Also, at least in the latest edition of C:CSM, the daemons are described as extensions of the gods, with the "undivided daemons" simply having so little of their origin's aspect that they're generic. The hierarch (top to bottom) is generally Chaos god > daemon prince > greater daemon > "footsoldier" daemons (bloodletters or daemonettes for example) > lesser daemons. Daemon princes and greater daemons are major distributers of power, and to a mortal's mind might as well be gods. The Grey Knights novels describe entire systems breaking open at the whim of a daemon prince of Tzeentch.

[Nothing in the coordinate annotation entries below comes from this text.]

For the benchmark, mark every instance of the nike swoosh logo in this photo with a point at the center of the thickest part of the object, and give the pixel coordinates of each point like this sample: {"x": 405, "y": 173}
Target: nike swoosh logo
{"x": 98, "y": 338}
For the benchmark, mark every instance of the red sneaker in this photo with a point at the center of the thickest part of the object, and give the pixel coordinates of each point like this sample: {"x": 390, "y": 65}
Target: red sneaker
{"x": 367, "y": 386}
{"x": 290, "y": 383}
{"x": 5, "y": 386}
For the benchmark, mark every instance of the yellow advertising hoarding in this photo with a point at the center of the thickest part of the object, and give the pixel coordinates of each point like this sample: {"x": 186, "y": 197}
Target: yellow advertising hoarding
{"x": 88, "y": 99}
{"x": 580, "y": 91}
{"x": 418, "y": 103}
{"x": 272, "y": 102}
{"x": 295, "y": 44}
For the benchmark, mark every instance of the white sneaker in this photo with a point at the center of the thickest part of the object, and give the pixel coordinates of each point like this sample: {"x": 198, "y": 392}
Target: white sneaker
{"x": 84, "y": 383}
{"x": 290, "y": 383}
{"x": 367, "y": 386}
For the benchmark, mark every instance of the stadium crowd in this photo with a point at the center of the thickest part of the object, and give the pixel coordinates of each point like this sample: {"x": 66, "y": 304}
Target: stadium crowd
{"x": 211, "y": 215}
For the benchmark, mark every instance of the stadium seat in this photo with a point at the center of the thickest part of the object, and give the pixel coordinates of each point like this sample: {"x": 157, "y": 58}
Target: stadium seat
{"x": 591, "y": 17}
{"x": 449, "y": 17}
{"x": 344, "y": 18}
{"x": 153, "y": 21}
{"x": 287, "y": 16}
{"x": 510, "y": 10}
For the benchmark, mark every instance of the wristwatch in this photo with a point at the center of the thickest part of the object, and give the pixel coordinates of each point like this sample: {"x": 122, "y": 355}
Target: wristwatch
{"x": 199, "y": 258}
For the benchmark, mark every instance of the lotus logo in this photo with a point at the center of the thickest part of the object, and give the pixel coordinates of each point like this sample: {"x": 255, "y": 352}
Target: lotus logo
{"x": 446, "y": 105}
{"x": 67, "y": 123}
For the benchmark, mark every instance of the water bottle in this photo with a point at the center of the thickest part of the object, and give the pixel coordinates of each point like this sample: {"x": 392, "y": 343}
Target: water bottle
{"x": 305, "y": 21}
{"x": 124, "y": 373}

Also, the notion of an undivided prince being of greater power than a focused one is a bit off. It really boils down to a matter of favor. A servant favored by Tzeentch and dedicated to only Tzeentch will receive far more sorcerous boons than an undivided prince. The difference is in the flavor of power, not magnitude. And allegiances can change if a god's favor seems... lacking. A Slaaneshi lord once tried to turn Kharn, (one of the short stories in _Let the Galaxy Burn_), a veritable avatar of Khorne, into a devotee of Slaanesh. Failed, but still possible.


----------



## forkmaster (Jan 2, 2010)

Imagine the Gods as different fluids. Khorne is red fluid, Nurgle green ect ect. When you worship Chaos Undivided you simply mix those fluids together, creating a new colour of your own. That is Chaos Undivided. Its not some hiding God, only the other Gods mashed together.  There are however Chaos Undivided daemons, those droplets who fell out of the bowl of mixed fluids, creating paths of their own to serve which God is the most powerful at the moment.

Also, I think Greater Daemons beats Daemon Princes, since they are considered no-pure blood in lack of better terms. I think it is said in the latest Daemon codex.


----------



## Androxine Vortex (Jan 20, 2010)

Hmm okay. thanks for the responses. But since we are on the sbject on daemons, can't daemons/gods also gain power from being worshiped in rituals or something? I know that yeah to give Khorne power you simply kill in his name (well jsut kill in this case XD) but I'm sure that making offerings to the Gods or something else would grant them power.

And I am writing a story and need to know if it is possible for an undivided daemon to ascend to become a greater daemon? I guess I should ask how would they "ascend" and I suppose if they had enough followers that exclusivly worshiped that daemon than it would grant it more power. And since its undivided how would it "gain power"? Sorry if I am wording this horribly. You have no idea how tired I am


----------



## cegorach (Nov 29, 2010)

Androxine Vortex said:


> Hmm okay. thanks for the responses. But since we are on the sbject on daemons, can't daemons/gods also gain power from being worshiped in rituals or something? I know that yeah to give Khorne power you simply kill in his name (well jsut kill in this case XD) but I'm sure that making offerings to the Gods or something else would grant them power.
> 
> And I am writing a story and need to know if it is possible for an undivided daemon to ascend to become a greater daemon? I guess I should ask how would they "ascend" and I suppose if they had enough followers that exclusivly worshiped that daemon than it would grant it more power. And since its undivided how would it "gain power"? Sorry if I am wording this horribly. You have no idea how tired I am


I should think it was certainly possible for a daemon to gain power through followers. If I knew how to put in spoiler warnings i might even be able to give you an example. But you worded it brilliantly.


----------



## Caratacos (Aug 26, 2008)

Look for a copy of the old book Realms of Chaos: The Lost and the Damned and start to read on page 86. There you will find an answer to your problem.


----------



## MEQinc (Dec 12, 2010)

Androxine Vortex said:


> But since we are on the sbject on daemons, can't daemons/gods also gain power from being worshiped in rituals or something? I know that yeah to give Khorne power you simply kill in his name (well jsut kill in this case XD) but I'm sure that making offerings to the Gods or something else would grant them power.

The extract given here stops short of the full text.